同氏とは飲み仲間でもあると同時に、様々なイベントを一緒にやる仲間でもあります。そうしてお付き合いを続けさせていただくうちに、唐津市内の仲間が増え、さらには全国から唐津へやってくる仲間とも出会うことができました。すべて山崎さんという1人の人物が起点になっているわけですね。
こうした“人生のキーマン”とも言える人は、もちろん1人に限りません。今、私が思い返す重要な出会いは、某出版社社員のK氏です。数年前に心筋梗塞で亡くなってしまいましたが、K氏という人物と出会えたことで、どれだけ私の人生が好転したか……。それについて今回は書いてみます。
K氏と初めてお会いしたのは2010年3月です。その頃、私は某IT企業のニュースサイト運営・編集に携わっていました。K氏とお会いする前に、その出版社でインターネットビジネスに関する講演のようなものをさせてもらったのですが、その際に出会った女性社員・N氏と名刺交換をし「当社のネット戦略について今度相談させてください」と言われました。翌週、N氏と会うも、私が喋るネット用語にチンプンカンプンの様子でした。

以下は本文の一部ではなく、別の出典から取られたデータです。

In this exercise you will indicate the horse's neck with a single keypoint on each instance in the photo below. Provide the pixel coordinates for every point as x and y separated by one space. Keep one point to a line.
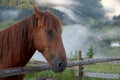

すると、「私の手には負えないようなので、私の上にいるKという者を紹介します」と言われ、3人で会食をすることになりました。その場で私は出版社が手掛けるべきネットビジネスに関する構想を述べ、K氏は「なるほど」と言ってくれます。その後も会食を重ね、K氏はそれらを咀嚼したうえで、「社内文脈」に翻訳したうえで、プロジェクトとして進める準備をしてくれました。